Starting only this week, I'm still finding my feet in the lab where I'm working, and I'm only beginning to scratch the surface of the mountains of literature which are pertinent to my (impenetrable)PhD title:
G-protein regulation phosphoinositide 3-kinase conformation and dynamics in signal transduction, autophagy and cellular sorting.
Or to paraphrase:
Cancer.
In all seriousness though, this PhD is actually relevant to cancer. The main focus of my study are phosphoinositide 3-kinases (PI3 Kinases for short), which are pretty interesting little enzymes. Kinases are enzymes which phosphorylate - i.e. tag a phosphate group onto a target. The target of PI3 Kinases being a molecule of fat - called phosphatidylinositol - which is part of the cell membrane.

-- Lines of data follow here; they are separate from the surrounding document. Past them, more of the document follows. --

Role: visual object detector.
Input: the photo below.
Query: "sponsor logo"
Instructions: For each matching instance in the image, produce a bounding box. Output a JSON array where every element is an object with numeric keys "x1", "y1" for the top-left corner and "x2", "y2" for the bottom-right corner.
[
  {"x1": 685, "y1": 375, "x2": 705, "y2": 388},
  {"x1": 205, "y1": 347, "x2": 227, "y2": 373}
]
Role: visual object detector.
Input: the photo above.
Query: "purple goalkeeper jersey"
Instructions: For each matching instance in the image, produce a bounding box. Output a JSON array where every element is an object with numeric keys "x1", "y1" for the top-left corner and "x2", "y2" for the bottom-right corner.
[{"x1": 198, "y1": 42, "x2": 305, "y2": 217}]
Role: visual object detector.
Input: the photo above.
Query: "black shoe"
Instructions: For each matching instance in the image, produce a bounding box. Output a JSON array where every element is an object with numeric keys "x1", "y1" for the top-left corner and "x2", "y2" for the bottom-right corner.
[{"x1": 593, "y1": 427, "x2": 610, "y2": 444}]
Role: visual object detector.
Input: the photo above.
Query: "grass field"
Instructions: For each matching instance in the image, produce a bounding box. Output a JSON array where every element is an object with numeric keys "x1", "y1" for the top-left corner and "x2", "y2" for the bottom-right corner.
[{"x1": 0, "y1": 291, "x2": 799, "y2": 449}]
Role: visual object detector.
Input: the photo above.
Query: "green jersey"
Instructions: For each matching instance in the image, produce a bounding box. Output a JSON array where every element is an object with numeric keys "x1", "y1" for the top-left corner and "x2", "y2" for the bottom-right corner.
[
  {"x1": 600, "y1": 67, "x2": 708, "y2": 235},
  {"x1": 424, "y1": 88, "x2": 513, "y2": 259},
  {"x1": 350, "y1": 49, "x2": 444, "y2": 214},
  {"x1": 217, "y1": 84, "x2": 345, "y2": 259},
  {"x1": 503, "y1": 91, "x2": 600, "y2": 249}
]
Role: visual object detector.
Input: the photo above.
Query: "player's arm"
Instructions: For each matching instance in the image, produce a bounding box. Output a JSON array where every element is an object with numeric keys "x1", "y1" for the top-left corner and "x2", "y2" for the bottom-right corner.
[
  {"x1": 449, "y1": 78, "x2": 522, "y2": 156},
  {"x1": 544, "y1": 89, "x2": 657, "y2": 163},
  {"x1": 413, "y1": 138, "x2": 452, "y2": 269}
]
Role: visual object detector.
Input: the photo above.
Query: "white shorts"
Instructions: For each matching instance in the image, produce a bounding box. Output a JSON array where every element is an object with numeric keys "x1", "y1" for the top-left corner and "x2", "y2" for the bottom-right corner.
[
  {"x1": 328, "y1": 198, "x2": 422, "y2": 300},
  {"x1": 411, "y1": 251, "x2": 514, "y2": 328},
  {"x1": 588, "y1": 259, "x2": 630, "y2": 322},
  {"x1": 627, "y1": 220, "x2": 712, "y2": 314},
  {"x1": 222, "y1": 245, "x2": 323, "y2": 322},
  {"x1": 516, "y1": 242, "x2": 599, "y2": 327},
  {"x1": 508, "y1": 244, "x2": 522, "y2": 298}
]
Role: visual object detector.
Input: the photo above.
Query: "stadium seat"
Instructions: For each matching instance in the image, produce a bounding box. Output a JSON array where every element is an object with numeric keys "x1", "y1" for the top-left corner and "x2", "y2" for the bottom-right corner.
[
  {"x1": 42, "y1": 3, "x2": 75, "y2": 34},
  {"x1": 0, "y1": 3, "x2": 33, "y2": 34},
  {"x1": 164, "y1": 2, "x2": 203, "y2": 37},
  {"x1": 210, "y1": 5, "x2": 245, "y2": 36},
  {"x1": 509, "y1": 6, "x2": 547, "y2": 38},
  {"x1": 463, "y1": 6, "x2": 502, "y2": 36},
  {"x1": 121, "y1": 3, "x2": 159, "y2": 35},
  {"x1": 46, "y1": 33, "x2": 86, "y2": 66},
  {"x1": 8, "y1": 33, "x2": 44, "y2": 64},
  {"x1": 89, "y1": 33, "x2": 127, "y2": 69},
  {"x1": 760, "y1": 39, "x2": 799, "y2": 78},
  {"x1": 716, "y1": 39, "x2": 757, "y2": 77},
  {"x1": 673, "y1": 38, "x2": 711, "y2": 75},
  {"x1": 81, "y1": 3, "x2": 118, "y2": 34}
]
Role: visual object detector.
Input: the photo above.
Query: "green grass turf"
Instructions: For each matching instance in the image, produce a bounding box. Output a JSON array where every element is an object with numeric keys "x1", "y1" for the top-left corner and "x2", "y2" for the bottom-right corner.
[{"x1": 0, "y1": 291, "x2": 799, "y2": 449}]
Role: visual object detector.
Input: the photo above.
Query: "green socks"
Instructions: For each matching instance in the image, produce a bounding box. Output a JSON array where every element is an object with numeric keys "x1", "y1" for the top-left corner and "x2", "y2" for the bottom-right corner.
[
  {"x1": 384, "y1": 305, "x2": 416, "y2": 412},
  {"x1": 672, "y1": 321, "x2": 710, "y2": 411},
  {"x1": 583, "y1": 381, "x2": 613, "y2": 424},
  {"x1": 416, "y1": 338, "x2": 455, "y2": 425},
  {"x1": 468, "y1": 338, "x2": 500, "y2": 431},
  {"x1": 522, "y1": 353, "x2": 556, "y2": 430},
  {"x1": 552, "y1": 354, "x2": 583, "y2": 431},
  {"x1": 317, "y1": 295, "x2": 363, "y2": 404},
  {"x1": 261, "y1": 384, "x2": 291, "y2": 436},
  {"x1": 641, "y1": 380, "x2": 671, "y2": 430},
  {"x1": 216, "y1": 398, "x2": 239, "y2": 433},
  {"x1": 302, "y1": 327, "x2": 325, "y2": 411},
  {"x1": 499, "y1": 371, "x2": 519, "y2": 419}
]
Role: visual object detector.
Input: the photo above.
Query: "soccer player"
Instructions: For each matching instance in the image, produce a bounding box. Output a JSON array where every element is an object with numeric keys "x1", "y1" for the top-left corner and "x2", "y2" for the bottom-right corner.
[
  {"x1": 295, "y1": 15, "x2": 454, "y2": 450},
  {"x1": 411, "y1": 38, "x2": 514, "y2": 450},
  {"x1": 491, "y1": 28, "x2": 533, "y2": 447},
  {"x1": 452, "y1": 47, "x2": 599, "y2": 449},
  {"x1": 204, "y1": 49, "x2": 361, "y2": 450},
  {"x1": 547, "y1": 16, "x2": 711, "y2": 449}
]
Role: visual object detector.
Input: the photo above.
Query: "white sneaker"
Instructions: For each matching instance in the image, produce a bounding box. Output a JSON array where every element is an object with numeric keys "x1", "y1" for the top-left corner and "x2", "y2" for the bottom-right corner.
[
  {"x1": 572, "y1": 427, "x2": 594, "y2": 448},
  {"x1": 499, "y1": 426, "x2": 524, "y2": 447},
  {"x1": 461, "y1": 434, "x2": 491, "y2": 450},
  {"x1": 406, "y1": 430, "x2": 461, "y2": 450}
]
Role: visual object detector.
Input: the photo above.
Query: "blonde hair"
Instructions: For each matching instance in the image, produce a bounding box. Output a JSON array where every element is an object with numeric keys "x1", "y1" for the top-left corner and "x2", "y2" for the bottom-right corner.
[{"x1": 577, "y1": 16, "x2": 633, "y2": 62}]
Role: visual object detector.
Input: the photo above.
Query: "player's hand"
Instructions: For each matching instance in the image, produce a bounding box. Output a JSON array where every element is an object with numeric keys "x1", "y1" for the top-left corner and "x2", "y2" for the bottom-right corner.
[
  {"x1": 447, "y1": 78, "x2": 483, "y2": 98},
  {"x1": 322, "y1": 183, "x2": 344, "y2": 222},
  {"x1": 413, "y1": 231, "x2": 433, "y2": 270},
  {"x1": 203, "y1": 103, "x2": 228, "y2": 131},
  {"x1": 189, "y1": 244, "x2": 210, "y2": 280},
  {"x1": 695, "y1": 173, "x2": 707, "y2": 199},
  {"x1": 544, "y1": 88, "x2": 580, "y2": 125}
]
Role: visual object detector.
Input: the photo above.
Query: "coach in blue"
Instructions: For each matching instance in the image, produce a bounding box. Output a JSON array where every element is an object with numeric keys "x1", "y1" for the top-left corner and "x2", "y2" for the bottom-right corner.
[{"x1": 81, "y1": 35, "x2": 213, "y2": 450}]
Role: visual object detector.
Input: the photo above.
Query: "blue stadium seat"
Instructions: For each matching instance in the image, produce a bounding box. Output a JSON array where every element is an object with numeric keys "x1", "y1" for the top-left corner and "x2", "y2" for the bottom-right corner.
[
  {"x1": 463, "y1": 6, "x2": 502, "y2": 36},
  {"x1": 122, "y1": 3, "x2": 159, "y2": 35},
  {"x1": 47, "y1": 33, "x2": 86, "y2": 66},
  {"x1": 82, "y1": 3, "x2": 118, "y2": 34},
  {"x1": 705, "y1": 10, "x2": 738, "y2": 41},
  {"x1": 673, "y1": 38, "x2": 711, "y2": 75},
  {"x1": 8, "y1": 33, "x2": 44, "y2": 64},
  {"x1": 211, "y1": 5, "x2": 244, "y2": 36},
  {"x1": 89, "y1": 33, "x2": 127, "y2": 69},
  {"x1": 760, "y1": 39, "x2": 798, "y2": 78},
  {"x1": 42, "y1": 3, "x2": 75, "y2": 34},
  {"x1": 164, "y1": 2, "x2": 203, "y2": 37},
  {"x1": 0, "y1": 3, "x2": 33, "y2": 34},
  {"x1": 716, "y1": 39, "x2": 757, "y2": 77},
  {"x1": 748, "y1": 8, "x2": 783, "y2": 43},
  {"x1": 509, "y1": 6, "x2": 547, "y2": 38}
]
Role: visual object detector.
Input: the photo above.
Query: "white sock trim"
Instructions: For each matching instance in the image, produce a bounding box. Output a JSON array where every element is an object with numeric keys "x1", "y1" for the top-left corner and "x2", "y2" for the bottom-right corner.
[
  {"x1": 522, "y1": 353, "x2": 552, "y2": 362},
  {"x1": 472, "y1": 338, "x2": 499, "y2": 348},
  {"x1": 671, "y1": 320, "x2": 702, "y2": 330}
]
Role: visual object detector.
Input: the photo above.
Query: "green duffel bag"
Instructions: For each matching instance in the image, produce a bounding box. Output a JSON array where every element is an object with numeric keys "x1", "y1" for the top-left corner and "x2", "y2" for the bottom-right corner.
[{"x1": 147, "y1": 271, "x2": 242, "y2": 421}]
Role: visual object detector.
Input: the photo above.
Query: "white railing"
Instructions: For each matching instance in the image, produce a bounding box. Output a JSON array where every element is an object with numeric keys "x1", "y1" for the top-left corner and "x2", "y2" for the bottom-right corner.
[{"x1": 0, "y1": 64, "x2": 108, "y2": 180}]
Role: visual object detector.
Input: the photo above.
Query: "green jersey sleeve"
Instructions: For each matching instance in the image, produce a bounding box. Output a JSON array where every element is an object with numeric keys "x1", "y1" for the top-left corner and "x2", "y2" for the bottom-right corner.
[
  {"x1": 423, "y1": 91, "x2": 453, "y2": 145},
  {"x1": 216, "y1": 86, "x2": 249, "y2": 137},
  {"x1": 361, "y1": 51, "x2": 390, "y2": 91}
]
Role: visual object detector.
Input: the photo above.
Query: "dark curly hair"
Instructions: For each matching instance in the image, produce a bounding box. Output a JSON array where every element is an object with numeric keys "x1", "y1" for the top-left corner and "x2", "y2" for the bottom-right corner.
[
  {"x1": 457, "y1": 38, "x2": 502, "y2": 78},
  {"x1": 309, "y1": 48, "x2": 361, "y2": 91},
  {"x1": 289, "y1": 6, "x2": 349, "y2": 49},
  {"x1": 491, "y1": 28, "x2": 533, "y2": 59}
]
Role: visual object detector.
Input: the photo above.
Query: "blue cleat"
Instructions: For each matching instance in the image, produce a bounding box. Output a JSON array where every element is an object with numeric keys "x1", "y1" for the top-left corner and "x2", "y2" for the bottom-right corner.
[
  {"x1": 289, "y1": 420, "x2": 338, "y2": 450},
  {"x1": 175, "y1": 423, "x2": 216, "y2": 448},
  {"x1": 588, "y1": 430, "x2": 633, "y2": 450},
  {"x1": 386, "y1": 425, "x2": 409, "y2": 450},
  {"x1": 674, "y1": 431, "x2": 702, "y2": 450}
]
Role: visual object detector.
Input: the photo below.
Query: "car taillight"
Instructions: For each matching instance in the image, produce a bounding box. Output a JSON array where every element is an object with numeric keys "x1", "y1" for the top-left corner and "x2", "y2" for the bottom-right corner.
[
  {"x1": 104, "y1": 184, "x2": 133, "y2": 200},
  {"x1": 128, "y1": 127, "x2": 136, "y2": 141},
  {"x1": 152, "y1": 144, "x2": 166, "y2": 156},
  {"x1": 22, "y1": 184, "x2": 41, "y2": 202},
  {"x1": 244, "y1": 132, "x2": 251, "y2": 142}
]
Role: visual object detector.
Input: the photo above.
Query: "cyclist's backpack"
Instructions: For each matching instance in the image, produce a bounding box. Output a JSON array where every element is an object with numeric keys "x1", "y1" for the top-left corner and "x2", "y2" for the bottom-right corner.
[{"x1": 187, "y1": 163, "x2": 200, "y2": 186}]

Phosphorylation is a big deal in biochemisty. It's how everything gets done. Attaching a phosphate group to an enzyme is the atomic equivalent to flicking a molecular switch (although not necessarily onto the "on" position). Phosphate groups consist only of a handful of atoms, but can radically change the workings of a entire enzyme -consisting of many thousands of atoms. These little phosphate achieve these enzymatic adjustments by altering the local electrostatic environment fairly drastically - causing a of modification to the shape and dynamics of protein, fundamentally responsible for any changes in activity. It's these very small, very negatively charged bundles of atoms which can ultimately change the fate of the cell and , by extension, the organism as a whole i.e you and me.
A diagram of a G-protein (or more accurately a G-protein coupled receptor (GPCR).* |
G-proteins are a HUGE deal in biochemistry. More time and effort around the world goes into understanding G-proteins than many people care to imagine. Some are fairly well understood, whilst others are complete black boxes of understanding. One fairly well understood G-protein is rhodopsin, the protein responsible for all that vision you take for granted.
The general outline for this kind of signalling is the following:
signal binds to G-protein on the cell surface-> G-protein binds to PI3 Kinase inside of the cell -> activates PI3 Kinase -> PI3 Kinase phosphorylates lipid
So now you know what the G-proteins and phosphoinositide 3-kinase and singal transduction bits of the PhD title are about. As for the autophagy and cellular sorting I'm still in the dark about them.